I went there in the 70's - it was very restricted - no bars or that sort of thing - we were on Time Charter to Burma Five Star Lines and were adivsed not to go ashore.
However the Director of the shipping Co invited a group of us from the ship to go ashore to a meal.
It was the finest oriental meal I have ever eaten - they brought the courses one after another and each complimented the one before ! It was an 18 course meal - I was never so stuffed - absolutely delicious - and it ended with soup !!!
I wouldnt mind going back just for a meal like that again!


----------



## John Briggs (Feb 12, 2006)

Used to run to Rangoon in the early 60's. Lovely place, gentle and friendly people, great food! It is terrible to see them being denied aid at this traumatic time!


----------



## John Rogers (May 11, 2004)

My uncle spent 5 years there during the war,(Britain's lost army) he was in the Gloucester Reg,he would to spend hours telling me about the places,the Irrawaddy river, the small villages,he said the people were so good to them,friendly and honest,gave them what little food they had because the poor soldiers were almost starved to death after being in the jungle for so long. We have people in my town already collecting for them. Our carriers are standing by but they wont let us in.

John.


----------



## pete (Mar 13, 2005)

The Junta have too much to hide to allow Westerners in, my one and only visit to Rangoon. the date of which is forgotten in the "mists of time", but a bunch of us went ashore to the Cinema and saw "Jungle Book", also visited the Sha Dagan(sp??) temple. The people were wonderful and treated us as friends, but even then the "Police Presence" was being felt. This was probably late 60's....................pete


----------



## J Boyde (Apr 7, 2005)

I went there in 65 when on the Wairata. Short arm inspection by a female Dr, not all inspected. Some 30 customs searched the ship. I still have the card, with photo, to allow us to go ashore. They would not let the passengers go ashore until a couple of hours before sailing. They had a very nice beer and the pub had some very nice glasses. I asked if they would sell me six, no way. They were shaped like brandy baloons with an elephant on them. Also stopped when returning to the ship, we had a box of Burmese cigars. We had 50 each. Confiscated, we were only allowed 5 each. Did manage to recover them but what a job. Interesting going through all the paperwork to get them back.
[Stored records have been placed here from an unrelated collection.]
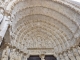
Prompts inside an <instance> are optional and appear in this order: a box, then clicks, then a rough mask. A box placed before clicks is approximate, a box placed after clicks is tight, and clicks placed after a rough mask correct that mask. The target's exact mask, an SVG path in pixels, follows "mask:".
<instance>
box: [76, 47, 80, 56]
mask: <svg viewBox="0 0 80 60" xmlns="http://www.w3.org/2000/svg"><path fill="white" fill-rule="evenodd" d="M77 49H78V53H79V55H80V47H79V46H77Z"/></svg>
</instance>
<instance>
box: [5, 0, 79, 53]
mask: <svg viewBox="0 0 80 60" xmlns="http://www.w3.org/2000/svg"><path fill="white" fill-rule="evenodd" d="M42 1H44V3H45V4H44V3H43V2H42ZM32 2H33V1H31V0H27V1H26V0H23V1H22V0H20V1H16V0H14V1H12V2H11V3H10V4H12V5H10V4H9V5H10V6H8V7H7V9H6V10H9V11H10V12H11V14H12V15H11V17H12V18H11V21H12V23H11V25H12V31H13V34H14V35H15V37H14V40H15V41H16V42H18V43H19V44H20V45H23V44H25V42H23V41H24V40H27V38H30V39H31V40H32V39H33V38H37V35H38V34H40V33H41V34H42V33H43V32H45V33H46V34H44V33H43V35H44V38H43V37H42V35H41V34H40V36H41V37H42V38H43V40H44V39H45V38H46V37H48V36H49V35H51V36H50V37H49V39H51V41H54V42H53V43H54V44H53V45H54V49H55V52H57V51H56V47H57V50H59V49H58V48H60V49H62V50H59V51H58V52H61V51H63V50H67V48H65V46H66V45H67V47H68V48H70V47H72V45H73V44H72V45H71V41H72V40H75V41H76V38H77V37H75V35H77V34H78V33H79V30H80V29H79V24H80V21H79V19H80V18H78V17H77V15H79V13H78V12H79V11H78V12H77V11H75V8H73V7H72V6H71V5H70V6H68V4H66V3H65V2H63V1H61V2H60V1H53V0H52V1H51V0H50V1H48V0H36V1H34V2H33V4H30V3H32ZM26 3H27V4H26ZM62 5H64V6H62ZM18 7H19V8H18ZM60 7H61V8H60ZM64 8H65V9H64ZM72 8H73V9H72ZM73 17H74V18H73ZM38 23H39V25H37V24H38ZM36 25H37V26H36ZM50 27H51V28H50ZM38 30H40V31H38ZM12 31H11V32H12ZM42 31H43V32H42ZM28 34H29V35H30V36H28ZM26 37H27V38H26ZM78 37H79V35H78ZM21 41H22V42H21ZM28 41H29V40H28ZM13 45H15V44H13ZM70 45H71V46H70ZM15 46H16V45H15ZM18 48H19V46H18ZM19 49H21V48H19Z"/></svg>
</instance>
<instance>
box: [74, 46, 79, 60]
mask: <svg viewBox="0 0 80 60" xmlns="http://www.w3.org/2000/svg"><path fill="white" fill-rule="evenodd" d="M73 53H74V56H75V57H76V59H77V60H80V55H79V53H78V49H77V47H75V48H73Z"/></svg>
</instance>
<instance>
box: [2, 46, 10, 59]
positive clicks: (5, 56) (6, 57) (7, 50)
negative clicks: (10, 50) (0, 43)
mask: <svg viewBox="0 0 80 60" xmlns="http://www.w3.org/2000/svg"><path fill="white" fill-rule="evenodd" d="M9 53H10V48H9V46H7V47H6V48H5V49H4V50H3V53H2V59H1V60H8V57H9Z"/></svg>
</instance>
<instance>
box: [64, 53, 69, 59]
mask: <svg viewBox="0 0 80 60" xmlns="http://www.w3.org/2000/svg"><path fill="white" fill-rule="evenodd" d="M67 53H68V52H64V53H63V55H64V58H65V60H69V57H68V54H67Z"/></svg>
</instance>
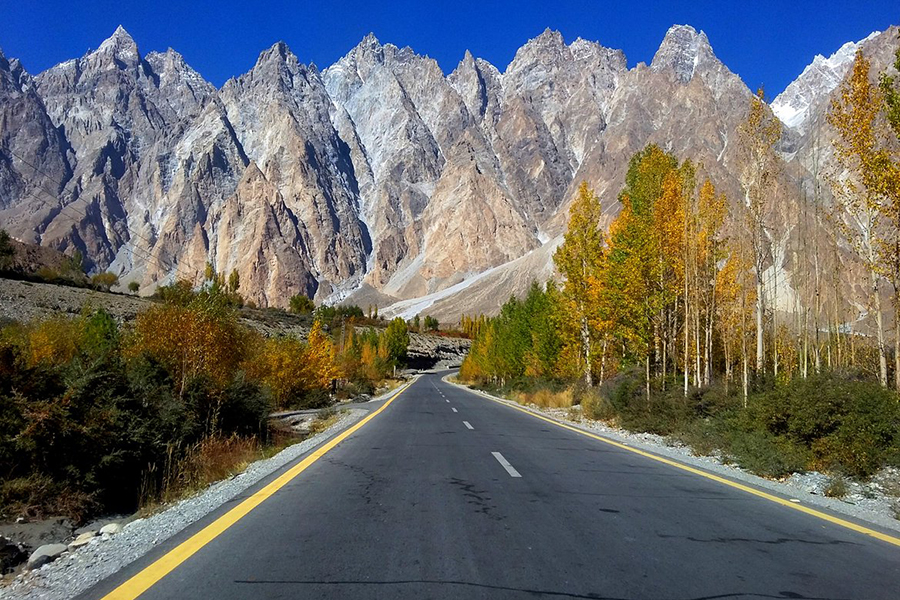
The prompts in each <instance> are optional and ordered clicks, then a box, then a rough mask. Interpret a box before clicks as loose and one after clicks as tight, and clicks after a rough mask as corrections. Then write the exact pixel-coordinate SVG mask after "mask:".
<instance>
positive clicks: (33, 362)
mask: <svg viewBox="0 0 900 600" xmlns="http://www.w3.org/2000/svg"><path fill="white" fill-rule="evenodd" d="M239 285H240V282H239V280H238V279H237V277H235V276H232V277H229V278H227V279H226V278H223V277H221V276H220V275H219V274H216V273H215V272H214V271H211V272H208V273H207V277H206V281H205V282H204V284H203V286H201V288H200V289H192V286H191V285H190V284H188V283H186V282H179V283H176V284H172V285H169V286H166V287H163V288H160V289H159V290H158V292H157V294H156V300H157V302H155V303H154V304H152V305H151V306H150V307H149V308H148V309H146V310H145V311H143V312H141V313H139V314H138V315H137V317H136V318H135V320H134V321H133V322H130V323H124V324H123V323H119V322H117V321H116V320H115V319H114V318H113V317H112V316H111V315H109V314H108V313H106V312H105V311H103V310H102V309H99V310H91V309H85V310H84V311H83V312H82V314H81V315H78V316H76V317H74V318H72V317H66V316H58V317H53V318H50V319H46V320H41V321H36V322H30V323H18V322H11V323H10V322H6V323H4V324H2V326H0V472H2V474H3V476H2V480H0V519H15V518H18V517H25V518H41V517H45V516H50V515H64V516H68V517H70V518H72V519H73V520H75V521H76V522H81V521H84V520H85V519H87V518H90V517H91V516H95V515H98V514H103V513H119V512H131V511H134V510H136V509H138V508H139V507H141V506H148V505H153V504H155V503H159V502H167V501H170V500H173V499H177V498H178V497H180V496H182V495H184V494H186V493H190V492H193V491H195V490H198V489H200V488H202V487H204V486H205V485H207V484H208V483H209V482H211V481H214V480H216V479H220V478H222V477H227V476H229V475H231V474H233V473H236V472H238V471H240V470H242V469H243V468H244V467H245V466H246V465H247V464H248V463H249V462H252V461H253V460H257V459H259V458H262V457H265V456H267V455H270V454H271V453H272V452H274V451H275V450H277V449H279V448H282V447H284V446H285V445H287V444H289V443H293V442H295V441H297V438H296V437H295V436H294V435H292V434H291V433H290V432H285V431H282V430H279V429H276V428H274V427H273V426H272V425H270V423H269V418H268V417H269V414H270V413H271V412H272V411H275V410H285V409H307V408H322V409H323V410H324V412H322V413H321V414H319V418H318V419H317V420H316V421H315V422H314V423H313V426H312V428H311V432H312V433H315V432H317V431H321V430H322V429H324V428H325V427H327V426H328V425H329V424H332V423H333V422H334V421H335V420H336V419H337V418H338V415H337V413H336V412H335V411H334V410H333V409H330V408H329V407H330V406H331V405H332V404H333V403H334V402H336V400H337V399H338V398H339V397H348V396H353V395H355V394H357V393H360V392H369V393H371V392H372V391H374V390H375V389H376V388H377V387H378V386H379V385H381V384H382V382H383V381H384V379H385V378H387V377H389V376H391V375H393V373H394V371H395V370H396V369H397V368H398V367H401V366H402V364H403V360H404V358H405V354H406V348H407V344H408V335H407V333H406V324H405V323H404V322H403V321H402V320H397V321H394V322H390V323H389V324H388V326H387V327H386V328H384V329H380V330H379V329H374V328H362V329H361V330H360V329H358V328H357V327H355V326H354V325H353V323H352V322H350V323H349V325H348V326H347V327H345V328H343V329H341V328H340V327H339V328H337V329H332V330H331V332H330V333H329V331H327V329H326V327H325V325H323V323H322V321H321V320H318V319H317V320H316V321H315V322H314V324H313V326H312V328H311V331H310V333H309V335H308V336H307V337H306V338H305V339H301V338H298V337H293V336H280V337H270V338H266V337H263V336H262V335H261V334H259V333H258V332H256V331H255V330H253V329H251V328H249V327H248V326H245V325H243V324H242V323H241V321H240V318H239V317H240V312H239V310H238V307H240V306H241V305H242V304H243V301H242V300H241V298H240V295H239ZM345 325H347V322H346V321H345ZM332 337H334V339H332Z"/></svg>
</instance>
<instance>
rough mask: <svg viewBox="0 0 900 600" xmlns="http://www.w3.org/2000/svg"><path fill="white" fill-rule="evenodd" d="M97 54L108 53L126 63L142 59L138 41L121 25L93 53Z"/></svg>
mask: <svg viewBox="0 0 900 600" xmlns="http://www.w3.org/2000/svg"><path fill="white" fill-rule="evenodd" d="M96 54H108V55H111V56H113V57H114V58H116V59H118V60H120V61H122V62H125V63H137V62H139V61H140V59H141V55H140V51H139V50H138V45H137V42H135V41H134V38H133V37H131V34H130V33H128V32H127V31H125V28H124V27H122V26H121V25H119V26H118V27H116V30H115V31H114V32H113V34H112V35H111V36H109V37H108V38H106V39H105V40H104V41H103V43H102V44H100V47H99V48H97V50H95V51H94V52H92V53H91V55H96Z"/></svg>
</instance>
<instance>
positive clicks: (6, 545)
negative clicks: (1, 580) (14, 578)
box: [0, 536, 28, 575]
mask: <svg viewBox="0 0 900 600" xmlns="http://www.w3.org/2000/svg"><path fill="white" fill-rule="evenodd" d="M27 556H28V555H27V554H25V551H24V550H22V547H21V546H19V545H18V544H15V543H13V542H12V541H11V540H9V539H7V538H5V537H3V536H0V575H3V574H5V573H9V572H10V571H12V570H13V569H14V568H15V567H17V566H18V565H19V564H20V563H22V562H23V561H24V560H25V559H26V558H27Z"/></svg>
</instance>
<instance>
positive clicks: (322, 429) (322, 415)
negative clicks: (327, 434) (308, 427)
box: [309, 407, 344, 435]
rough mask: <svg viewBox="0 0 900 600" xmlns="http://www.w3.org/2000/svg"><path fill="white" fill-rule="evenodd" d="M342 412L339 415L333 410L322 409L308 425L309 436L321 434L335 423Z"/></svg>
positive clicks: (339, 416) (343, 411)
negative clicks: (317, 433) (311, 421)
mask: <svg viewBox="0 0 900 600" xmlns="http://www.w3.org/2000/svg"><path fill="white" fill-rule="evenodd" d="M343 412H344V411H341V412H340V413H339V412H337V411H336V410H334V409H333V408H331V407H329V408H323V409H322V410H320V411H319V412H318V414H317V415H316V418H315V420H313V422H312V423H310V424H309V435H316V434H317V433H322V432H323V431H325V430H326V429H328V428H329V427H331V426H332V425H334V424H335V423H337V421H338V419H340V418H341V415H342V414H343Z"/></svg>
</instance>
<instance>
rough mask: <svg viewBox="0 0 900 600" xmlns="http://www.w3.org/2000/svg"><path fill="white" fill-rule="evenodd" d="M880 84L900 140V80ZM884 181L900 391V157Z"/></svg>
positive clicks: (891, 168) (884, 79)
mask: <svg viewBox="0 0 900 600" xmlns="http://www.w3.org/2000/svg"><path fill="white" fill-rule="evenodd" d="M894 57H895V59H894V70H895V71H898V72H900V47H898V48H897V51H896V53H895V54H894ZM880 87H881V92H882V93H883V94H884V103H885V117H886V119H887V122H888V124H889V125H890V127H891V129H892V130H893V131H894V136H895V137H896V138H897V142H898V143H900V82H897V81H896V79H895V77H894V76H891V75H888V74H887V72H885V73H882V74H881V83H880ZM885 180H886V181H885V186H884V187H885V191H886V192H887V194H888V195H889V197H890V202H889V203H888V211H887V212H888V218H889V220H890V222H891V229H890V236H889V239H887V240H886V243H885V244H884V245H883V246H882V254H883V256H884V257H885V258H886V263H887V266H888V271H889V273H890V278H891V284H892V285H893V288H894V387H895V388H896V390H897V391H898V392H900V160H897V159H896V157H895V159H894V160H892V161H891V164H890V165H888V168H886V169H885Z"/></svg>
Found out that the Master also had a box confiscated but he didnt challenge the confiscation, we did, but that a another story.
Jim B


----------



## ed glover (May 3, 2006)

I sailed there early 60's on the M.V. Dalla and must admit it was one of my favorite ports. We would unload alongside and load in middle of the river. Shore side was great, the pagodas, bars, as cadets we would usually meet at the Nan Theeda (spelling???) for a last beer and chicken and watercrest sandwiches. great times.
Ed Glover
Controlled drifting.


----------



## ed glover (May 3, 2006)

I must have had one of my many senoir moments it was on the M.V.Pegu that i visited Rangoon.

Ed Glover 
Controlled drifting


----------



## David Davies (Dec 11, 2006)

Spent several weeks on staff in Rangoon with BI and called many times on Sangola in th 50s. Found the people I met and worked with, ie working the mail and cargo to be very friendly, helpful and of a gentle disposition. Perhaps if they had been more aggressive and militant they would not allowed the tyrants to take over. The most frightening experience I had in Rangoon was seeing a colony of rats in their hundreds coming out of a monsoon drain and heading up the street towards me


----------



## pete (Mar 13, 2005)

David, don't like to too far off topic but couldn't the same be said of this country........................pete


----------



## David E (Jul 17, 2007)

Derek Roger said:


> While Rangoon was not a regular Port for the company I sailed with I was there once in 65 during the India Pakistan War .
> 
> It was my first trip to sea and we had to meet up with another Brocklebank ship to change crews so each vessel could enter India and Pakistan respectively .
> 
> ...



Derek

I remember it well. Was a regular port of call for the "Inchanga" in the early 
1950s.Friendly people,good food. As far as I remember the Generals were in the future and the biggest problems in Burma were due to the Karens.

Regards
David E


----------



## notnila (Apr 26, 2006)

I've yet to meet a Karen that was a problem!!!


----------



## Dick S (Feb 10, 2007)

Went there a few times with Bibbys as a cadet not much to do ashore except sightsee and cinema. One thing I do remember is a sampan going underneath the piers to avoid a Police Launch. The Launch came up could not find the rihgt one so just took one of a crowd that was at our stern! Arbtary arrest? As you say the people were gentle and kind. Sailed with Burmese crew and junior Officer and they only strengthened my opion of the people especially around Rangoon

Dick


----------